Los japoneses volaban lo más cerca
posible del agua, a fin de impedir que atacáramos por debajo su avión,
que no ,tenía cañones en la parte inferior. Los de nuestras torres
superiores, en cambio, podían destrozar el piso de su fuselaje.
Naturalmente, también teníamos que volar a poca altura. Un tiro que
rompiera o inutilizara los mandos acabaría con todos nosotros.
No habría tiempo para salvarse en paracaídas, ni para salir por la
escotilla de escape des- pués de caer al agua. Había que vencer o
morir.
Yo meditaba
en esto, y confieso que a veces deseaba que, cuando el avión japonés se
perdiese en una nube, no volviéramos a encontrarlo.. Con gusto me
despediría de él, dejándolo metido en su nube. No se trataba solamente
de sortear el mal tiempo ni de tener que volar en toda posición, picando
a menudo y pirueteando con una gigantesca fortaleza volante como si
fuera uno de esos avioncillos diminutos hechos a propósito para tales
acrobacias. Había que recordar también las características de este
espectacular avión japonés que nos había suministrado el Servicio de
Información, para atacarlo en sus partes más vulnerables y evitar en lo
sumo posible el fuego de sus piezas más potentes y eficaces.
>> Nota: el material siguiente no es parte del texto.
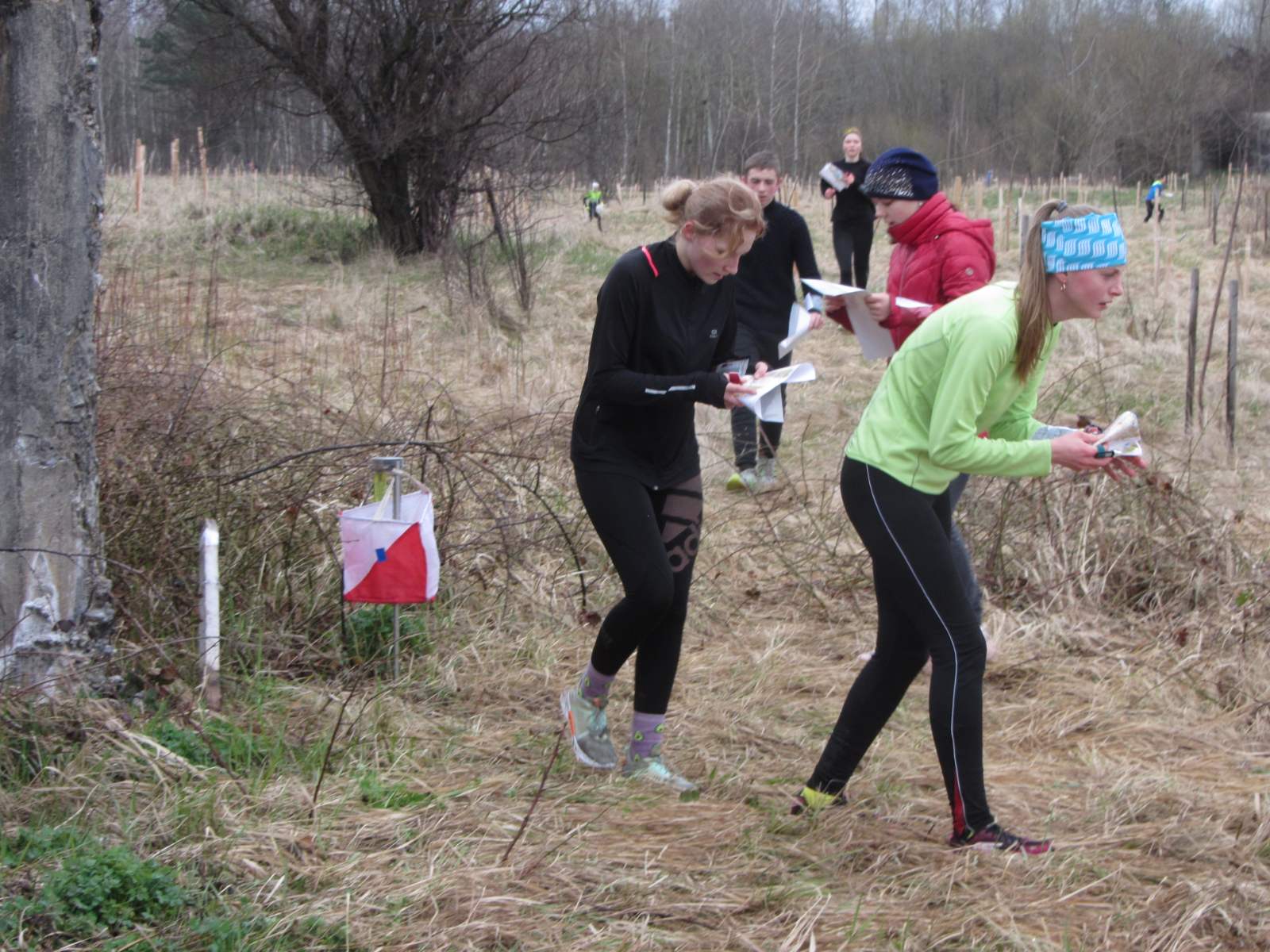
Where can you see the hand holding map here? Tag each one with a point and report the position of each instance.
(766, 400)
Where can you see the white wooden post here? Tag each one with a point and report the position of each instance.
(210, 621)
(381, 467)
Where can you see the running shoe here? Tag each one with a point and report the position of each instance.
(743, 480)
(812, 801)
(588, 729)
(992, 837)
(654, 770)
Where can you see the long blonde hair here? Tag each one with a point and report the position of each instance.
(721, 206)
(1033, 295)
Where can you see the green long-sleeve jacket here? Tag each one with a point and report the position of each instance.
(950, 381)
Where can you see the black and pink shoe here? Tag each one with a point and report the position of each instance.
(992, 837)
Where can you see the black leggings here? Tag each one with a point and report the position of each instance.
(852, 241)
(652, 539)
(922, 611)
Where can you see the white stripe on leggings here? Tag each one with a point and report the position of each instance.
(956, 664)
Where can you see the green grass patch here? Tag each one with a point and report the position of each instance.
(590, 258)
(391, 797)
(286, 232)
(368, 634)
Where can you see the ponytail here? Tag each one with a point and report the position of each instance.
(721, 206)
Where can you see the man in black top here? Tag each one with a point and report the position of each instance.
(852, 213)
(765, 292)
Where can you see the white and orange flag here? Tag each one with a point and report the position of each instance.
(391, 562)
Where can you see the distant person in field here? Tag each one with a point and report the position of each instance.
(594, 200)
(666, 321)
(939, 255)
(975, 365)
(1156, 196)
(765, 292)
(852, 215)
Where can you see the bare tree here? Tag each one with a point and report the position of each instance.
(55, 607)
(422, 92)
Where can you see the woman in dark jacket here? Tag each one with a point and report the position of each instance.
(852, 213)
(666, 319)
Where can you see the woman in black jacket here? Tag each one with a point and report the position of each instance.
(852, 213)
(666, 321)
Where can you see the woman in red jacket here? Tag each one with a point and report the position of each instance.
(939, 255)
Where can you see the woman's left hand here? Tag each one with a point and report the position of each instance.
(733, 393)
(1126, 467)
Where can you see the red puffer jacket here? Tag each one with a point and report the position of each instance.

Y en todo
esto tenían que pensar nuestros dos pilotos mientras un sargento
disparaba dos cañones cuyos proyectiles les pasaban continuamente por
delante.
Candentes pedazos de metralla le rozaron cinco veces, las piernas al teniente Spitzer, aunque sin perforarle la piel.
Las balas
silbaban sin cesar por todas partes, y el ruido continuo que hacían al
dar en nuestro avión se asemejaba al redoble de un tambor.
Recuerdo que una vez Spitzer se enderezó y ahuecó los labios como si
fuera a gritar o a quejarse; pero, en medio del estruendo, no oí nada.
Volvió él a su cañón; me olvidé del episodio.
Al alférez Mitchell lo hirieron varios
fragmentos de una bala perforante que se incrustó en su ametralladora
con un fuerte rechinido. Yo lo miré alarmado.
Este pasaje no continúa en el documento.